JHipster JWT authentication across browser tabs

7
votes

I'm getting started with jHipster.. I have configured to use JWT for authentication.

When signed in using one tab and try to open secured page in other tab, I'm not authenticated in the new tab Is this the default behavior of JHipster? Is it possible to configure token sharing across multiple browser tabs?

I tested more and below is my observation. When using HTTP session based authentication and OAuth2 based JWT authentication, I'm authenticated across different tabs. But when I use JWT based authentication, when logged in one tab, I'm not authenticated in a new tab. I tested this using production configuration too.. It has the same behavior.

I'm not sure if this is the default behavior of JHipster.. but i feel the behavior is inconsistent between different authentication methods... One observation is OAuth2 uses browser localstorage and plain JWT uses sessionstorage.. When using session storage, the tokens are not visible between the tabs... This explains the behavior.

Is this the default behavior of JHipster?

1
authenticationoauth-2.0jwtjhipster
First, Auth0 is not an authentication type of JHipster. Where to store JWT has been discussed several times in JHipster github issues with no real conclusion like here github.com/jhipster/generator-jhipster/issues/3405 . Third option is http-only secure cookies. - Gaël Marziou
It was supposed to be OAuth2. I have updated in question.
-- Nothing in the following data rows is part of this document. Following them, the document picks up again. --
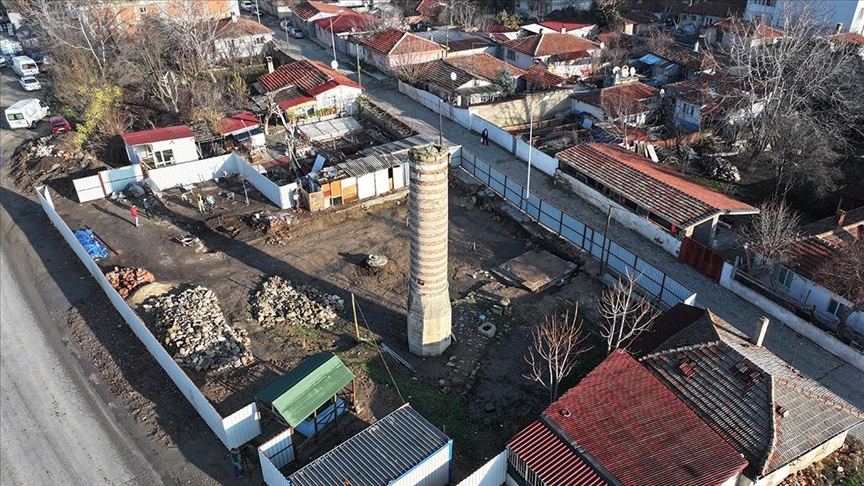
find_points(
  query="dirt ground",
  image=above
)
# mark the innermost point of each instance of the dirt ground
(475, 392)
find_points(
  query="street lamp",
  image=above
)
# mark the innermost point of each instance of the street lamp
(441, 117)
(530, 144)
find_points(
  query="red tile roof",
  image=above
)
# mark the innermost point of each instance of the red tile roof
(237, 122)
(618, 97)
(553, 461)
(348, 22)
(312, 77)
(307, 10)
(392, 41)
(763, 407)
(240, 27)
(158, 135)
(639, 431)
(557, 25)
(657, 188)
(482, 65)
(544, 45)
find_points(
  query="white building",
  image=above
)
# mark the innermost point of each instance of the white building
(848, 14)
(161, 146)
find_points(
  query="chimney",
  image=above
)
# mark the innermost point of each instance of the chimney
(840, 217)
(761, 330)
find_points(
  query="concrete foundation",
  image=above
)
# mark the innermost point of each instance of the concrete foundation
(429, 312)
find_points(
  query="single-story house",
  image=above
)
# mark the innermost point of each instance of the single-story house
(801, 283)
(699, 15)
(676, 62)
(780, 420)
(736, 33)
(578, 28)
(343, 24)
(239, 37)
(400, 449)
(629, 102)
(161, 146)
(639, 22)
(304, 14)
(621, 426)
(561, 54)
(244, 128)
(610, 175)
(314, 80)
(390, 49)
(711, 99)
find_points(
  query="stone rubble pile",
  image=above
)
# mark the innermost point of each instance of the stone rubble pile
(127, 279)
(195, 333)
(280, 301)
(721, 169)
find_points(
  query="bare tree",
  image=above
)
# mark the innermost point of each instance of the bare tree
(771, 234)
(843, 274)
(555, 348)
(625, 313)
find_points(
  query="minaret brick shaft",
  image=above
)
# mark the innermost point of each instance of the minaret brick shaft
(429, 313)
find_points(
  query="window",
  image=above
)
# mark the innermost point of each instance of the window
(783, 276)
(836, 308)
(164, 157)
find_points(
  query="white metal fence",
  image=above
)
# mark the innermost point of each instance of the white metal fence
(666, 289)
(493, 473)
(242, 424)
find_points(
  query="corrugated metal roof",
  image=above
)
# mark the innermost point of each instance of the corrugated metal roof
(553, 461)
(378, 455)
(373, 163)
(305, 388)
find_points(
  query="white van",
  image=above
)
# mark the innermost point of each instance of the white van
(25, 113)
(24, 66)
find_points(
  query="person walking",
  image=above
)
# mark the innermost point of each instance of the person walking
(134, 211)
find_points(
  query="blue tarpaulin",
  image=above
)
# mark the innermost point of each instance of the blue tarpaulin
(94, 246)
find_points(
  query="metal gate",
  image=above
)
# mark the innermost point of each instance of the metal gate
(701, 258)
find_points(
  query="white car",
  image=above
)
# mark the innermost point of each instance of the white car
(29, 83)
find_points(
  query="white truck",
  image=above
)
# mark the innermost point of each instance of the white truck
(24, 66)
(25, 113)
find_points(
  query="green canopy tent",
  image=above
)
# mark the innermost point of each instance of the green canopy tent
(295, 396)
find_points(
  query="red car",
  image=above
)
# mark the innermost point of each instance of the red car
(60, 124)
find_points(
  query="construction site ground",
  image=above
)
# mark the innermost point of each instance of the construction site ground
(475, 392)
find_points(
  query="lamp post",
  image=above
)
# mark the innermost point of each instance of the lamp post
(530, 144)
(441, 116)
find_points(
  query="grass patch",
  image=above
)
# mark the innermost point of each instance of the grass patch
(447, 412)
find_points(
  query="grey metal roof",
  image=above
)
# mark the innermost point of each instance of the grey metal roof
(398, 145)
(372, 163)
(378, 455)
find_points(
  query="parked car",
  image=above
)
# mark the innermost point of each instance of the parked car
(29, 83)
(295, 32)
(60, 124)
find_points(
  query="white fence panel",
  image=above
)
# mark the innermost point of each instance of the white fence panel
(89, 188)
(242, 425)
(193, 172)
(117, 179)
(184, 384)
(273, 454)
(266, 186)
(493, 473)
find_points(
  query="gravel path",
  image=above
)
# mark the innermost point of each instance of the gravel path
(810, 359)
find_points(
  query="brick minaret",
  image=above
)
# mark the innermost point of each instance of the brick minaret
(429, 313)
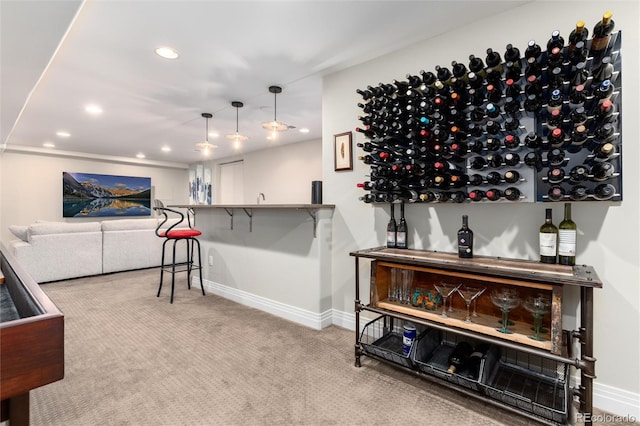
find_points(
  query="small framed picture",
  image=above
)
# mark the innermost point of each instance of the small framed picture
(342, 151)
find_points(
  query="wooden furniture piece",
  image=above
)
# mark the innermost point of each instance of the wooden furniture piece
(31, 341)
(520, 374)
(176, 232)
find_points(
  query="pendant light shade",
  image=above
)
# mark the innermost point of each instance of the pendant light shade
(237, 137)
(205, 146)
(275, 126)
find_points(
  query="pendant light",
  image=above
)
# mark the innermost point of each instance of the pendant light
(275, 126)
(205, 146)
(237, 137)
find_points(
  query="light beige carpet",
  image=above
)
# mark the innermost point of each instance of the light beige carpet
(134, 359)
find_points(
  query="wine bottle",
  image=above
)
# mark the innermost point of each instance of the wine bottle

Still the question remains unanswered - Swadeesh
Yes that's my point, there's currently no definitive answer yet. Work is being done on auth2 refresh tokens and the http-only secure cookie storage has been chosen. See github.com/jhipster/generator-jhipster/pull/5812 - Gaël Marziou
If you prefer localstorage over sesionstorage, just switch to it in the angular code, it's easy to do. - Gaël Marziou
Possible duplicate of JWT: how to handle GET requests when user opens a new tab? - Chris

1 Answers

1
votes

Try to click "Remember me" button. So, it will remember you accross tabs.